Print

Print


On 2/13/12 2:17 AM, Juha Hakala wrote:

>
> These URIs will only remain actionable as long as the service exists and
> the domain name registrations are maintained. It will be difficult to
> evaluate whether the level of organizational commitment behind a service
> / domain is sufficient.

Domain names or URNs are not going to make identifiers more or less 
reliable. Those are just names, and reliability comes from the 
organization or institutional commitment behind the name. My interest is 
in being able to know what the institution  or project is, so that I get 
a hint to the reliability of the identifier. The issue is "hint" vs. "no 
idea", which is how I see the PURL situation.

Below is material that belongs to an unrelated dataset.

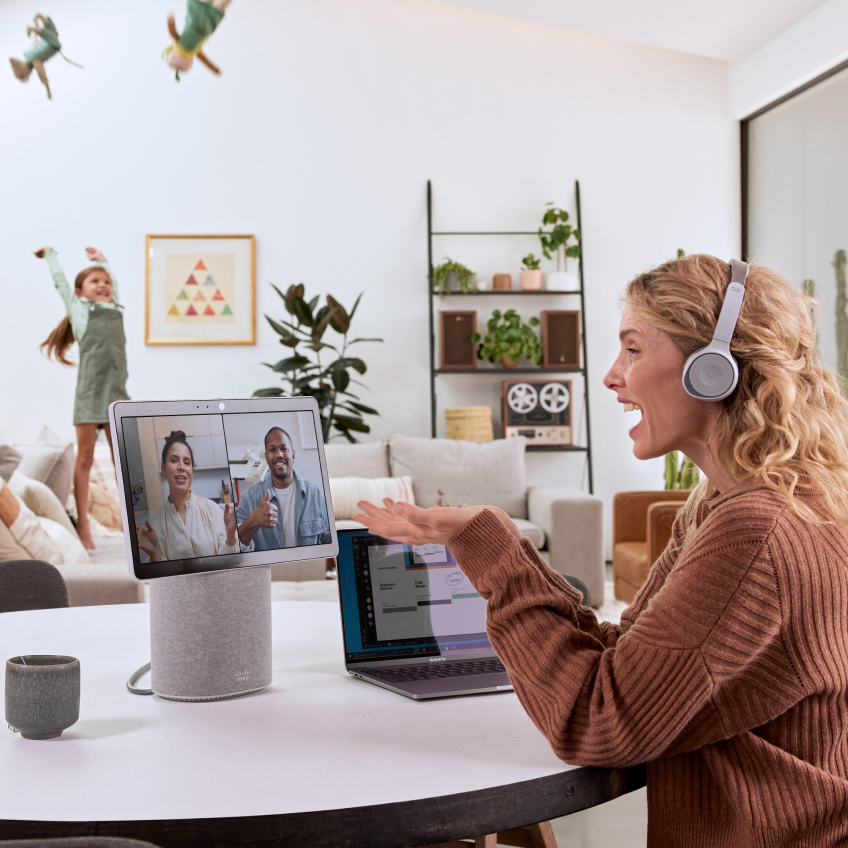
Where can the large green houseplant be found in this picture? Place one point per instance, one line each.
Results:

Even with a rock solid-seeming domain name, like xmlns.com/foaf/0.1/, 
you have to dig a bit to determine who is behind it. My objections to 
using FOAF for library data have been that although it was developed as 
a kind of W3C project it's really the work of a few individuals, with no 
institutional commitment, and not a very broad base of standards 
participants.

Tom Baker, of DCMI, has been suggesting that libraries take on the 
commitment of archiving and keeping alive ontologies that lose their 
backing, somewhat in the same way that we store and make available other 
kinds of materials. It does seem that there will need to be an actual 
effort to keep identifiers alive in this new environment, and I'm not 
yet sure who should do that. Libraries are one logical idea.

I like the idea of the ARK with its "call and response" about the 
institution and commitment, but it isn't being used, AFAIK.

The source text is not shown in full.